The CPTPP sets modern rules in areas of increasing importance for UK industry and business. This includes strategically important sectors such as digital, financial, professional and business services. Digitally delivered services from the UK to CPTPP members, for example, already hit £18.7 billion in 2019; joining now creates an opportunity to unleash forward-leaning parts of our economy like this.

Furthermore, membership puts the UK is in a prime position to help reshape these global rules in UK strengths like digital and data, and in services.

It would help to secure our future place in the world as a leader in a network of countries committed to free trade and send a powerful signal to the rest of the world that as an independent trading nation the UK will champion free trade, fight protectionism and remove barriers to trade at every opportunity. In doing so, we aim to turn the UK, a newly independent trading nation, into a global hub for businesses and investors wanting to trade with the rest of the world.

Over the last two years, we have engaged with all 11 member countries at both ministerial and official level to discuss UK accession to the CPTPP. All CPTPP members have welcomed the UK’s interest in accession.

As part of one of the largest consultation exercises run by the UK Government in 2018, we sought views on potential UK accession to the CPTPP and are using these responses to inform our preparations. We are continuing to engage business, civil society, and trade unions on an ongoing basis where they can outline their priorities.

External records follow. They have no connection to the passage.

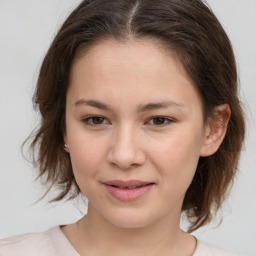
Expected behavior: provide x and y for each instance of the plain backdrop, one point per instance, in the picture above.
(26, 30)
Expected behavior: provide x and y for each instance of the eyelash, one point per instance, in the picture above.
(87, 121)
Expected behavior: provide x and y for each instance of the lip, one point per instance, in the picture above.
(127, 190)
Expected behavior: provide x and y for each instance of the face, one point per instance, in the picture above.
(134, 130)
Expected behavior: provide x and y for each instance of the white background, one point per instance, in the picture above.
(26, 30)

As we have committed, the UK will publish their negotiation objectives, scoping analysis, and consultation response for public and parliamentary scrutiny, and when we are ready to begin formal negotiations.

We will only accede to CPTPP on terms compatible with the UK’s broader interests and domestic priorities.

The Government have been clear that the NHS and the price it pays for drugs is not for sale in any trade negotiations—including the CPTPP—and that they will not sign trade deals that compromise the UK’s high environmental protections, animal welfare and food standards.